They include immigrants living in the US for five years who have children staying legally in the US.
He's bypassing the legislature and brandishing his big stick - the executive order. It is governance by diktat. And the reaction of his opponents suggests it will spark an atmosphere of retaliation and revenge.
"By ignoring the will of the American people, President Obama has cemented his legacy of lawlessness and squandered what little credibility he had left," said House Speaker John Boehner, R-Ohio. "Republicans are left with the serious responsibility of upholding our oath of office. We will not shrink from this duty, because our allegiance lies with the American people. We will listen to them, work with our members and protect the Constitution."
Barack Obama says he has grown so weary of trying to get Congress to engage seriously that he is going it alone.
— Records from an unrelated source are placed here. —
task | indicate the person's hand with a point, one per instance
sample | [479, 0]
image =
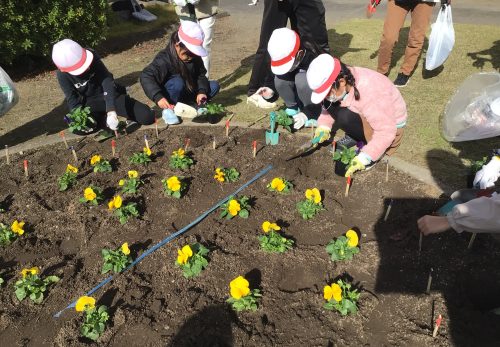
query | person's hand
[265, 92]
[433, 224]
[163, 103]
[358, 163]
[488, 175]
[112, 120]
[299, 120]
The Democrat-led Senate passed the bill, but the Republican-controlled House of Representatives refused to debate the proposal. And, on Thursday, Obama said those who questioned his authority to use executive orders should simply pass the bill.
While campaigners for migrants' rights broadly welcomed Obama's plans, some activists are worried that the promise of a three-year work visa - those given to IT professionals and engineers - would not be enough for many people to come out into the open.
Major policy initiatives usually require an Act of Congress and cannot be introduced through executive orders. President Obama had issued 193 orders in almost six years, much lower compared to many of his recent predecessors.
Franklin D Roosevelt, the most prolific president of all, had issued 3,522 executive orders in eight years.